My own story is this. My wife went with her team to a Chinese karaoke bar here
in Seattle, in International District, in mid-November. Everyone fell very,
very sick (one person has a lingering dry cough to this day). Fever for days
on end, cough, etc. It seemed like the flu, except my wife and others claim it
just felt different from other times they had the flu.

I caught it from my wife, and it did feel different. I'd never had a fever run
for so long, and the way it progressed was just different. And the most
unusual thing was that it seemed to affect my heart. I take a beta blocker to
control frequent PVCs. But on the days immediately following "recovery" (by
which I mean no more fever), I just couldn't move around too much or my heart
would start throwing PVCs like crazy, as if I hadn't taken my meds.
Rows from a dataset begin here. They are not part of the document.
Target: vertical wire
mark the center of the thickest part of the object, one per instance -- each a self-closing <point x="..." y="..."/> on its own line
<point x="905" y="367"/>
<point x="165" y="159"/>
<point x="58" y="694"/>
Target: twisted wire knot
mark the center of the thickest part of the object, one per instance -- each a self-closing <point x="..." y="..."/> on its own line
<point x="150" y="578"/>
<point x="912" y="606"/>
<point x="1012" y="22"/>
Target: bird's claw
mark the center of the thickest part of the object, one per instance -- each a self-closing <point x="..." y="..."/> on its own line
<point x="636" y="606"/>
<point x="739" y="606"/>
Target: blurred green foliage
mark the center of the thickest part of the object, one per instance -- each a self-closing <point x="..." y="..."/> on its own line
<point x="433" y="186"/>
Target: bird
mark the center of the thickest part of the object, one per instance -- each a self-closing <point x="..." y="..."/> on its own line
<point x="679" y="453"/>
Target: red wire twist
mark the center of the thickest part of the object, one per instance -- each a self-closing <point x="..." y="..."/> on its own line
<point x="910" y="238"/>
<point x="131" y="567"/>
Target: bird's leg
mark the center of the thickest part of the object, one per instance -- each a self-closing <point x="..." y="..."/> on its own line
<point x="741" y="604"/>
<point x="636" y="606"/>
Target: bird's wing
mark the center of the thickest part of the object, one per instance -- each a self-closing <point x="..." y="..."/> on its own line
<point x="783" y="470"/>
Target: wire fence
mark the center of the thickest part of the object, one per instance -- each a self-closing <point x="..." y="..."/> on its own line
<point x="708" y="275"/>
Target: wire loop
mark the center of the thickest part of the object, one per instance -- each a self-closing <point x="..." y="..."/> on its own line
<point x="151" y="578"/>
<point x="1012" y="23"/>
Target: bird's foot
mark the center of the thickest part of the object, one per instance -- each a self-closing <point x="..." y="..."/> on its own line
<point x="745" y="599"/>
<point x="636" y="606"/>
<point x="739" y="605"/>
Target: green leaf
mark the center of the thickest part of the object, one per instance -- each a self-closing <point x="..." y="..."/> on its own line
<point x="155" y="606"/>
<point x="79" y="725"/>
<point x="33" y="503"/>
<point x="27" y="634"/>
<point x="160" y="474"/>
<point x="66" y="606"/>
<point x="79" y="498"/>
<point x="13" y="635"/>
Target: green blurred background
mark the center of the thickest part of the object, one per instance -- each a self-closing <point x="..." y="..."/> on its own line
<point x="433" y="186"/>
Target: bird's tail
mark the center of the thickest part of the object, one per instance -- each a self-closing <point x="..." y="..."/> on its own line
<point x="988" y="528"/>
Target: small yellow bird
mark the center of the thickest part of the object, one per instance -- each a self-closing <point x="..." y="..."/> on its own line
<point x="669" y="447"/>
I was also
feeling very weak and faint, which never happened to me before (I'm usually
able to exercise just fine right after recovering from illness).

To add to the anecdote, our daughter caught it too but she just seemed to have
a mild cold, which also matches the majority of infant COVID-19 cases.

I hope serological tests become widely available, since I'm really curious to
know if I actually had it back then. Obviously in the mean time I'm not
assuming I did, and I'm staying home and avoiding all human contact I can.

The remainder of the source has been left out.